The team of Israel-based researchers recently uncovered a vast building that dates back to the time of King David’s reign (c. 1,000 B.C.E.). The ancient building was discovered in Tel Eton, in the Hebron hills of Israel, which was, during King David’s time, a Canaanite town that supposedly had close ties with Israel.
The archaeologists first discovered a large, four-bedroom building dating all the way back to the 10th century B.C.E., according to measures taken via carbon dating. The reason this is so significant is that various skeptics have pointed out the fact that fortifications, public works or signs of statehood in the surrounding region dating back to this time had yet to be discovered. But with this latest finding, that point appears to have been proven wrong.
Despite the lack of physical evidence directly tying King David to the structure, experts explained what they believe this remarkable unearthing likely reveals.
“We, of course, did not find any artifacts that said ‘King David’ or ‘King Solomon,’ but we discovered at the site signs of a social transformation the region underwent, including the construction of a large edifice in a plan known to archaeologists as ‘the four-room house’ which is common in Israel but is rare to non-existent elsewhere,” the leader of the dig, Professor Faust of Bar-Ilan University, told Breaking Israel News.

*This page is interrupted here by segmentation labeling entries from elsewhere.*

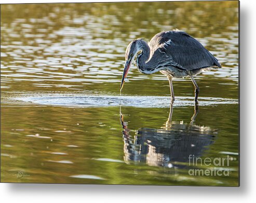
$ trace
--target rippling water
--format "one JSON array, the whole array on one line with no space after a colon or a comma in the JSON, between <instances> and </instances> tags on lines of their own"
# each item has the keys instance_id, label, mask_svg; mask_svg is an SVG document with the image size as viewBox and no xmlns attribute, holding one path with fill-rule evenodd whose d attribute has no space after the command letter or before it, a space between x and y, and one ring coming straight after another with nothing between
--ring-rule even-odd
<instances>
[{"instance_id":1,"label":"rippling water","mask_svg":"<svg viewBox=\"0 0 256 203\"><path fill-rule=\"evenodd\" d=\"M238 15L233 1L1 5L2 181L237 185ZM199 109L189 79L170 106L166 77L134 66L120 96L127 45L175 28L222 66L196 77ZM232 156L217 167L231 173L190 176L189 154Z\"/></svg>"}]
</instances>

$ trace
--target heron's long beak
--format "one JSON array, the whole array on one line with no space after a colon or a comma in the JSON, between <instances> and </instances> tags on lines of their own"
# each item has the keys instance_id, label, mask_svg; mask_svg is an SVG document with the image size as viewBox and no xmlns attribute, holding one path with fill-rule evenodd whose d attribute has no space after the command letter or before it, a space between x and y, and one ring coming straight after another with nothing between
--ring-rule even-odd
<instances>
[{"instance_id":1,"label":"heron's long beak","mask_svg":"<svg viewBox=\"0 0 256 203\"><path fill-rule=\"evenodd\" d=\"M128 59L127 61L126 61L126 62L125 63L125 69L124 69L124 73L123 74L123 78L122 78L122 81L121 82L121 86L120 90L121 91L122 89L123 89L123 87L124 86L124 84L125 84L125 79L127 76L129 70L130 69L130 67L131 66L131 60Z\"/></svg>"}]
</instances>

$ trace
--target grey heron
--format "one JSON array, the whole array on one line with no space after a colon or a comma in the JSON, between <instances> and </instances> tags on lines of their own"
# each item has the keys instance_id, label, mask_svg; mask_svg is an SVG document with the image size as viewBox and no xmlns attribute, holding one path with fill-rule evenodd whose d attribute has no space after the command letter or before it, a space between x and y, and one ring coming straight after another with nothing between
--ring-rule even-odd
<instances>
[{"instance_id":1,"label":"grey heron","mask_svg":"<svg viewBox=\"0 0 256 203\"><path fill-rule=\"evenodd\" d=\"M131 41L125 52L126 63L120 91L132 62L136 59L138 69L145 74L160 71L167 76L171 100L174 100L172 78L190 77L195 86L195 101L199 87L193 76L211 68L221 68L218 60L198 41L184 32L164 31L155 35L149 43L143 39Z\"/></svg>"}]
</instances>

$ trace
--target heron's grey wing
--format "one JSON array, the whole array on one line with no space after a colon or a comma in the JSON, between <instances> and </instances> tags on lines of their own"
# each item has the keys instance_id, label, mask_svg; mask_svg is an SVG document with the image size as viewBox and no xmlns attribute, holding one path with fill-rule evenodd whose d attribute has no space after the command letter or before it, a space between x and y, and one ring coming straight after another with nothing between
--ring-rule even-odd
<instances>
[{"instance_id":1,"label":"heron's grey wing","mask_svg":"<svg viewBox=\"0 0 256 203\"><path fill-rule=\"evenodd\" d=\"M217 59L198 41L184 32L160 33L152 38L149 45L171 59L172 65L181 69L221 67Z\"/></svg>"}]
</instances>

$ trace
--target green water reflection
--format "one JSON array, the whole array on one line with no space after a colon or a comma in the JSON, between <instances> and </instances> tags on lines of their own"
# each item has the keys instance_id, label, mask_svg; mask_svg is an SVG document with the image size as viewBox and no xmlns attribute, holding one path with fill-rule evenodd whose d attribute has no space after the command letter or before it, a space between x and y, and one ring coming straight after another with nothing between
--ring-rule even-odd
<instances>
[{"instance_id":1,"label":"green water reflection","mask_svg":"<svg viewBox=\"0 0 256 203\"><path fill-rule=\"evenodd\" d=\"M238 185L238 12L237 1L1 5L2 181ZM110 103L75 108L20 99L118 95L129 42L175 28L223 67L196 77L196 114L191 105L174 105L171 117L170 107L125 105L120 121L120 107ZM129 78L124 98L169 95L160 73L133 66ZM173 86L178 102L193 96L190 79ZM200 98L236 102L200 106ZM233 160L195 167L190 154ZM229 176L188 173L214 167Z\"/></svg>"}]
</instances>

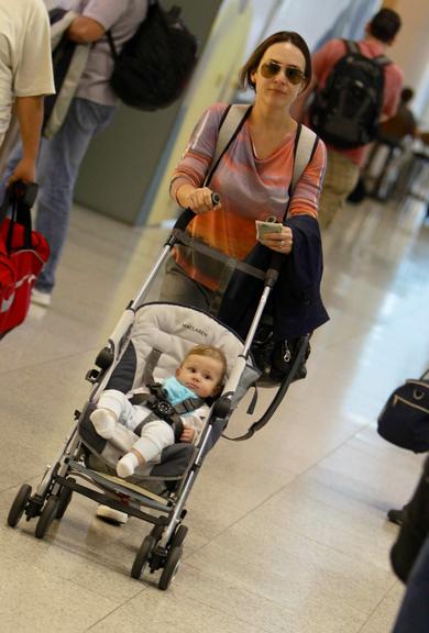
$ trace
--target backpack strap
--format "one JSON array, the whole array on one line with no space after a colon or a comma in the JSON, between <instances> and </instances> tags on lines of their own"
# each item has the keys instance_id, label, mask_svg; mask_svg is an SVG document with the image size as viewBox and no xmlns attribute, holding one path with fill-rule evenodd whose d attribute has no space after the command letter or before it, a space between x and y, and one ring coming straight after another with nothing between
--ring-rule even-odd
<instances>
[{"instance_id":1,"label":"backpack strap","mask_svg":"<svg viewBox=\"0 0 429 633\"><path fill-rule=\"evenodd\" d=\"M348 53L356 53L363 55L358 42L353 42L353 40L343 40L343 42ZM364 57L366 57L366 55L364 55ZM369 57L369 59L375 62L375 64L380 67L388 66L392 64L392 59L386 57L386 55L377 55L376 57Z\"/></svg>"}]
</instances>

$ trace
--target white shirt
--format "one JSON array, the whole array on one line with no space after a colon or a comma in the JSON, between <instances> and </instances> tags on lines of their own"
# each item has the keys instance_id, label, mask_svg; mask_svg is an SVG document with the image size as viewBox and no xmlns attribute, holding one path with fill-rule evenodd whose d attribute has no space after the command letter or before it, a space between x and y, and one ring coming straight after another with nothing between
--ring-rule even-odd
<instances>
[{"instance_id":1,"label":"white shirt","mask_svg":"<svg viewBox=\"0 0 429 633\"><path fill-rule=\"evenodd\" d=\"M0 0L0 146L14 97L53 92L46 7L42 0Z\"/></svg>"}]
</instances>

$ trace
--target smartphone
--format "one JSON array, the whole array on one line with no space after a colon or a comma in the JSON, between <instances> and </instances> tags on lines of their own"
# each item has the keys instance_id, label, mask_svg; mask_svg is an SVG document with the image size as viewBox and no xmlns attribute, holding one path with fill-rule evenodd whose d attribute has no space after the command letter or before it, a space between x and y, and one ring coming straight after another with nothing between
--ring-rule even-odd
<instances>
[{"instance_id":1,"label":"smartphone","mask_svg":"<svg viewBox=\"0 0 429 633\"><path fill-rule=\"evenodd\" d=\"M280 222L262 222L255 220L256 237L263 237L266 233L282 233L283 224Z\"/></svg>"}]
</instances>

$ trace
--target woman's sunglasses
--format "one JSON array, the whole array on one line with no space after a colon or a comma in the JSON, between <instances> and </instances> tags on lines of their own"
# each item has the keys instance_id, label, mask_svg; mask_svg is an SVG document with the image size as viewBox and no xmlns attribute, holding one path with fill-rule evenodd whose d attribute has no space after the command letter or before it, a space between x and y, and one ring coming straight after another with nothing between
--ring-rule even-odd
<instances>
[{"instance_id":1,"label":"woman's sunglasses","mask_svg":"<svg viewBox=\"0 0 429 633\"><path fill-rule=\"evenodd\" d=\"M277 64L277 62L266 62L261 66L261 75L265 77L265 79L271 79L272 77L275 77L276 75L278 75L280 70L283 70L286 79L290 81L290 84L293 84L294 86L297 86L298 84L300 84L306 79L304 73L299 70L299 68L296 68L295 66L283 67L280 66L280 64Z\"/></svg>"}]
</instances>

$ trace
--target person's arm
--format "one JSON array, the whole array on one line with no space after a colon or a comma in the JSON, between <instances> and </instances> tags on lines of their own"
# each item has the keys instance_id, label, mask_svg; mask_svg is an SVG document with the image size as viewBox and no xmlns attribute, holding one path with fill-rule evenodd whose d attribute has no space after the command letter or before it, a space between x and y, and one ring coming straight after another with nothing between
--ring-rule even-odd
<instances>
[{"instance_id":1,"label":"person's arm","mask_svg":"<svg viewBox=\"0 0 429 633\"><path fill-rule=\"evenodd\" d=\"M211 189L201 185L216 149L219 125L226 104L215 104L204 112L173 173L169 188L172 199L184 209L189 208L195 213L205 213L213 208Z\"/></svg>"},{"instance_id":2,"label":"person's arm","mask_svg":"<svg viewBox=\"0 0 429 633\"><path fill-rule=\"evenodd\" d=\"M79 15L68 27L67 37L78 44L89 44L101 40L105 33L106 29L100 22L92 20L92 18Z\"/></svg>"},{"instance_id":3,"label":"person's arm","mask_svg":"<svg viewBox=\"0 0 429 633\"><path fill-rule=\"evenodd\" d=\"M34 182L43 122L43 97L16 97L16 115L22 140L22 158L9 182Z\"/></svg>"}]
</instances>

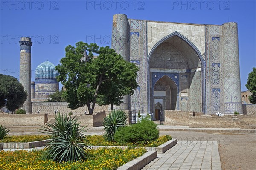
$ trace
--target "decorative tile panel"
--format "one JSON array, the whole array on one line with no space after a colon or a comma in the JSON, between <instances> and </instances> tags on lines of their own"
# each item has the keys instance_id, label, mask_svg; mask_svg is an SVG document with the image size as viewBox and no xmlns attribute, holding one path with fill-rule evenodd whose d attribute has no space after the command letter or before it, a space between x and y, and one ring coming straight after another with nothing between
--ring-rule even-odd
<instances>
[{"instance_id":1,"label":"decorative tile panel","mask_svg":"<svg viewBox=\"0 0 256 170\"><path fill-rule=\"evenodd\" d=\"M221 64L219 63L212 63L212 84L214 85L220 84L220 73Z\"/></svg>"},{"instance_id":2,"label":"decorative tile panel","mask_svg":"<svg viewBox=\"0 0 256 170\"><path fill-rule=\"evenodd\" d=\"M220 112L221 109L221 89L212 89L212 98L213 112Z\"/></svg>"}]
</instances>

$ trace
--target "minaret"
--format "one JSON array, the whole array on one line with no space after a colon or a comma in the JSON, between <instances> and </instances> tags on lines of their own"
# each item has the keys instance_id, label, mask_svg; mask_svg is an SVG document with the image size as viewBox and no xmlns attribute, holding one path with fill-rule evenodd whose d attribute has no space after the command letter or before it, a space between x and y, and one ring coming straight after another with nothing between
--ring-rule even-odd
<instances>
[{"instance_id":1,"label":"minaret","mask_svg":"<svg viewBox=\"0 0 256 170\"><path fill-rule=\"evenodd\" d=\"M22 37L20 63L20 82L26 91L28 97L23 105L26 113L31 113L31 39Z\"/></svg>"},{"instance_id":2,"label":"minaret","mask_svg":"<svg viewBox=\"0 0 256 170\"><path fill-rule=\"evenodd\" d=\"M35 98L35 81L31 81L31 98Z\"/></svg>"},{"instance_id":3,"label":"minaret","mask_svg":"<svg viewBox=\"0 0 256 170\"><path fill-rule=\"evenodd\" d=\"M130 62L130 26L127 16L124 14L114 15L112 26L111 48L127 61ZM129 110L131 101L129 95L125 96L120 109Z\"/></svg>"}]
</instances>

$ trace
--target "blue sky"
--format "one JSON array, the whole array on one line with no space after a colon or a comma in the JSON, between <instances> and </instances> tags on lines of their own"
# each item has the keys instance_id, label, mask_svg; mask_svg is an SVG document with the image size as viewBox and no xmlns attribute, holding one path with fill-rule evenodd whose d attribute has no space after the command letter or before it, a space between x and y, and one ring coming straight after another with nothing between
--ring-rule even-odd
<instances>
[{"instance_id":1,"label":"blue sky","mask_svg":"<svg viewBox=\"0 0 256 170\"><path fill-rule=\"evenodd\" d=\"M48 60L57 65L67 45L79 41L111 46L113 17L153 21L221 25L238 23L242 91L256 66L255 0L0 0L0 70L19 78L23 36L32 37L35 70Z\"/></svg>"}]
</instances>

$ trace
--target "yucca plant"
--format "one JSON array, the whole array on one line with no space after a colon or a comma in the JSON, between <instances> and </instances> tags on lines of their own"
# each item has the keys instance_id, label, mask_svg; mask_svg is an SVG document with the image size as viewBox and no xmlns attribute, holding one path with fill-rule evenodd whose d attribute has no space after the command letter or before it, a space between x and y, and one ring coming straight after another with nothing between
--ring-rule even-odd
<instances>
[{"instance_id":1,"label":"yucca plant","mask_svg":"<svg viewBox=\"0 0 256 170\"><path fill-rule=\"evenodd\" d=\"M8 134L8 133L11 130L5 126L0 124L0 140L3 139Z\"/></svg>"},{"instance_id":2,"label":"yucca plant","mask_svg":"<svg viewBox=\"0 0 256 170\"><path fill-rule=\"evenodd\" d=\"M128 115L123 110L113 110L104 118L103 126L105 132L104 138L109 141L113 141L114 135L120 127L125 126Z\"/></svg>"},{"instance_id":3,"label":"yucca plant","mask_svg":"<svg viewBox=\"0 0 256 170\"><path fill-rule=\"evenodd\" d=\"M76 116L71 118L58 112L55 121L42 126L40 130L50 139L46 145L47 158L59 162L76 161L85 160L90 155L90 147L85 144L89 142L82 133L86 131L85 127L81 128L78 120Z\"/></svg>"}]
</instances>

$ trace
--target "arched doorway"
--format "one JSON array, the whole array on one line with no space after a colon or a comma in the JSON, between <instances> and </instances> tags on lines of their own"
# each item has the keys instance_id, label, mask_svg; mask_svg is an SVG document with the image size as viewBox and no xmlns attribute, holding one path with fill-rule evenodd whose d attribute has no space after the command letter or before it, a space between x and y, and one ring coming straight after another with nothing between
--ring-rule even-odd
<instances>
[{"instance_id":1,"label":"arched doorway","mask_svg":"<svg viewBox=\"0 0 256 170\"><path fill-rule=\"evenodd\" d=\"M155 116L154 118L156 120L160 120L160 114L163 108L162 104L160 102L157 103L155 105Z\"/></svg>"},{"instance_id":2,"label":"arched doorway","mask_svg":"<svg viewBox=\"0 0 256 170\"><path fill-rule=\"evenodd\" d=\"M162 103L164 109L204 112L204 63L197 48L186 37L175 32L160 40L150 51L148 66L148 109L151 112L155 112L156 101L159 101L155 100L157 99L156 97L161 97L154 94L157 88L165 90L166 102L169 103L170 98L168 106L164 105L165 102ZM175 95L173 92L171 92L170 88L175 86L174 84L177 87ZM157 93L164 94L163 92ZM172 102L175 98L175 107Z\"/></svg>"}]
</instances>

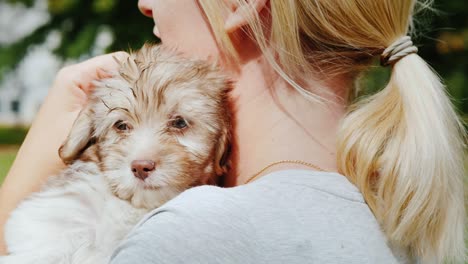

“This seems to indicate that the inspiration or cause for the transformations are to be sought in the highland,” he continued. “The association with David is not based on any archaeological evidence but on circumstantial grounds only. Since the source of the change seems to be in the highlands, and since it took place at the time when David was supposed to have existed, the link is plausible.”
Faust added: “If someone thinks that there was no king by the name of David, we should find another name to call the highland king in whose time the region was incorporated into the highland kingdom.”
The professor also explained that the new discovery has caused scholars to reassess their estimations as to the amount of land that was under the control of King David.
“The new discovery at Tel ‘Eton, located in the Judean Shephelah to the east of the Hebron hills, seems to suggest that the highland kingdom controlled larger areas than some scholars believe,” he noted.
With that being said, the prominent Israeli archeologist Dr. Eilat Mazar highlighted that the narrative of the Bible should not be used to dictate ancient discovery, but instead archaeology should be used to back up biblical claims.
“Archaeology does not begin with a belief and the Bible and then a search for proof,” Dr. Mazar told Breaking Israel News. “We first find evidence and then try to understand the truth behind the evidence.”
He added that, in his estimation, the evidence for the existence of King David is still lacking.
“Even with what is written about David, one of the more prominent figures in the Bible, there are very few events that would leave evidence we could find archaeological proof of today,” he said.